In an Expert Minesweeper game, there is a 30x16 board with 99 mines. In this situation, what is the global probability of the flagged tile being a mine without opening other tiles?

Given that the local probability is 50%, with the 2 possible situations being the situation I posted earlier and this, what are the global probability of the first situation happening, taking into account the entire board? I've seen various ways of calculating global probability for minesweeper but I'm not sure which one is more appropriate/correct.

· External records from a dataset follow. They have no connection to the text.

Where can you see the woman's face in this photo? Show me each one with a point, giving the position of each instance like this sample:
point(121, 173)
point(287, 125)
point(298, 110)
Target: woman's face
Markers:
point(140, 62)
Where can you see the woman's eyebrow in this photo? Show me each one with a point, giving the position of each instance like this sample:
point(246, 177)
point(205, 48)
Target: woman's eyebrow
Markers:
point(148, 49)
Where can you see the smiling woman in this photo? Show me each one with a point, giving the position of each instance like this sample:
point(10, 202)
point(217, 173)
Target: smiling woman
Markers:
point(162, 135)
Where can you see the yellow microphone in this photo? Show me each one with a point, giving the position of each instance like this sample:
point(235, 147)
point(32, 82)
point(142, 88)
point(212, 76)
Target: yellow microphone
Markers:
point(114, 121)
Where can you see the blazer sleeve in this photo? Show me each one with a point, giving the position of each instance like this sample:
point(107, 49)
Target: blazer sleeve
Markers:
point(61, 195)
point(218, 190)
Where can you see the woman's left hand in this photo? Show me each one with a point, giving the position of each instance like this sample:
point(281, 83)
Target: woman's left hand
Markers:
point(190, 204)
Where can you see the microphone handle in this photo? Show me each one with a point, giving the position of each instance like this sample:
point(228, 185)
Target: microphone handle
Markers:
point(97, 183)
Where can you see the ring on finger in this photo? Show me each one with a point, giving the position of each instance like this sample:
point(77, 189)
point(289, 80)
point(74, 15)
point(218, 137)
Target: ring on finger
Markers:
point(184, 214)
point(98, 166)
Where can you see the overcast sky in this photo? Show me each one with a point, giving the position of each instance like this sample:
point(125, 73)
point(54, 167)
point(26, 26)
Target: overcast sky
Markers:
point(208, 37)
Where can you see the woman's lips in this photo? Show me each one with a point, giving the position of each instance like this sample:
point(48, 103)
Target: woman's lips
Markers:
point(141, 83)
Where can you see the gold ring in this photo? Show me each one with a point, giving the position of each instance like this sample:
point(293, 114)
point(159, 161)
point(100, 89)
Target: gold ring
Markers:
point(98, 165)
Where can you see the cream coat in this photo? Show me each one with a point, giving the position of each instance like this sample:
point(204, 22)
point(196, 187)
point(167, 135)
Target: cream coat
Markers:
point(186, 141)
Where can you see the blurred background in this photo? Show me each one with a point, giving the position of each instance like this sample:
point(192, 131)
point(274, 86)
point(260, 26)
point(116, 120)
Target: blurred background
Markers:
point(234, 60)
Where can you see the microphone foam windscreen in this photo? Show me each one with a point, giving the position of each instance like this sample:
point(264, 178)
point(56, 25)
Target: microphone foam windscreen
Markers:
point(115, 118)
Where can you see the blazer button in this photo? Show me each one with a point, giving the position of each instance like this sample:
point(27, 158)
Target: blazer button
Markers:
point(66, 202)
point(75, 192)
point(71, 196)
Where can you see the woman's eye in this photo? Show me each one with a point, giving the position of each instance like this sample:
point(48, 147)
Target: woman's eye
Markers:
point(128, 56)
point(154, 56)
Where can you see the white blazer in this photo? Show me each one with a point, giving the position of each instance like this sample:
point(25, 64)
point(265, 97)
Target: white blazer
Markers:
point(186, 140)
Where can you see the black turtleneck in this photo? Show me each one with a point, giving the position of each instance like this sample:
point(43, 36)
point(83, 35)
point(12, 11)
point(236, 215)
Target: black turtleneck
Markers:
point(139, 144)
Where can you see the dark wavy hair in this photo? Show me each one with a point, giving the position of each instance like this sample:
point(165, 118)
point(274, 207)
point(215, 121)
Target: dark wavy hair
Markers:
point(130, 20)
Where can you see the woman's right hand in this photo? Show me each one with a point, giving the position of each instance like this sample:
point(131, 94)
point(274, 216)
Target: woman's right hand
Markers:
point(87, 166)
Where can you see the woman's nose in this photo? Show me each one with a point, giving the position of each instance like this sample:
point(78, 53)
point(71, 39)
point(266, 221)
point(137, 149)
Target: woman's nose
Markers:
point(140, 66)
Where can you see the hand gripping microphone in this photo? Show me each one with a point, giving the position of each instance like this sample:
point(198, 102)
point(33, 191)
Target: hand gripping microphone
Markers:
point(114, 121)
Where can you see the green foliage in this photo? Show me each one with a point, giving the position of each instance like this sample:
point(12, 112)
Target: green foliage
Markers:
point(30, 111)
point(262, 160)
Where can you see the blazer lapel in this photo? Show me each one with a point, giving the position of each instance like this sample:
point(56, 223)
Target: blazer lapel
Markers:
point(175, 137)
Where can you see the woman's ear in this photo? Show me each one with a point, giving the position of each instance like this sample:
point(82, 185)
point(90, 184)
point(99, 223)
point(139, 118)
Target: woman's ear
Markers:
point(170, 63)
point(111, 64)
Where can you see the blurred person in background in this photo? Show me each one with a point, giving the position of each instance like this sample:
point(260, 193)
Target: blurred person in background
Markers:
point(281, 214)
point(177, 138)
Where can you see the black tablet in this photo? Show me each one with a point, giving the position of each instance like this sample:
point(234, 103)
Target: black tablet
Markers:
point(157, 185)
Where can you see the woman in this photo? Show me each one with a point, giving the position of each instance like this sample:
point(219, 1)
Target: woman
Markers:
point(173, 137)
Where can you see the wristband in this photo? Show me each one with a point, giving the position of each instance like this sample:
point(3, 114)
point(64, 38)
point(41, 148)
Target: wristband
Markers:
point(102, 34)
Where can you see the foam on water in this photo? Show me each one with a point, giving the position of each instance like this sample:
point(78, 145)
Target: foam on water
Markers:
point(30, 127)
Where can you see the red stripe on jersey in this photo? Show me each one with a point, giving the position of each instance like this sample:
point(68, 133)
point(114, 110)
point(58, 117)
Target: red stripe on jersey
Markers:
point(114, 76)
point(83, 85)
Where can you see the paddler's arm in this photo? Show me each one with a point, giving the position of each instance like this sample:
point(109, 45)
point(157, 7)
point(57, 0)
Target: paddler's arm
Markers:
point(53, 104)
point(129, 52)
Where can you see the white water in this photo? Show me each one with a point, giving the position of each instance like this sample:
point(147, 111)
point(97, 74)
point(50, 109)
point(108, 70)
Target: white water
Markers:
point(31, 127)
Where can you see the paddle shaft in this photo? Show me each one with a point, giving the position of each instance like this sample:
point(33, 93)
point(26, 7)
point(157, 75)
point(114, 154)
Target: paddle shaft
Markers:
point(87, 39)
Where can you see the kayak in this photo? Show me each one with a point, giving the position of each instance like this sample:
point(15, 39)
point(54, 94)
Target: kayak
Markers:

We know from simple deduction that the tiles marked green are safe, while the tiles marked red can have either one or two mines as shown in the last 2 images.

Answer 1

There are either 97 or 96 mines to distribute on 30*16-15 tiles. The probability that there is only one mine in the red area is then $\frac{{465\choose 97}}{{465\choose 97}+{465\choose 96}}$.

Answer 2

The position has 2 equally likely local solutions using either 2 or 3 bombs. The red cell will be a bomb if the local solution has 2 bombs. There are 30*16-15=465 other tiles where all the other bombs must be distributed. There are (465 choose 97) global solutions where the red cell is a bomb and (465 choose 96) global solutions where it is not a bomb. Since it must be one or the other, this accounts for all global solutions. So the probability that the red cell is a bomb is equal to
(465 choose 97) / ((465 choose 97) + (465 choose 96)) = 0.79185

Answer 3

I feel that neither of the two existing (correct) answers clarifies what seems to be most in need of clarification here, namely, what to count as equiprobable. Every arrangement of the mines that's consistent with the given information is equiprobable. There are $\binom{465}{97}$ such arrangements in which the flagged tile is a mine, since this implies that the two other unknown tiles aren't mines and the remaining $97$ mines can be distributed in $\binom{465}{97}$ different ways over the remaining $465$ tiles. There are a further $\binom{465}{96}$ arrangements in which the flagged tile isn't a mine, since this implies that the two other unknown tiles are mines, and the remaining $96$ mines can be distributed in $\binom{465}{96}$ different ways over the remaining $465$ tiles. This exhausts the arrangements that are consistent with the given information. Since they're all equiprobable, the probability for the flagged tile to be a mine is

$$ \frac{\binom{465}{97}}{\binom{465}{97}+\binom{465}{96}}=\frac{\binom{465}{97}}{\binom{466}{97}}=\frac{369}{466}\approx79.2\%\;. $$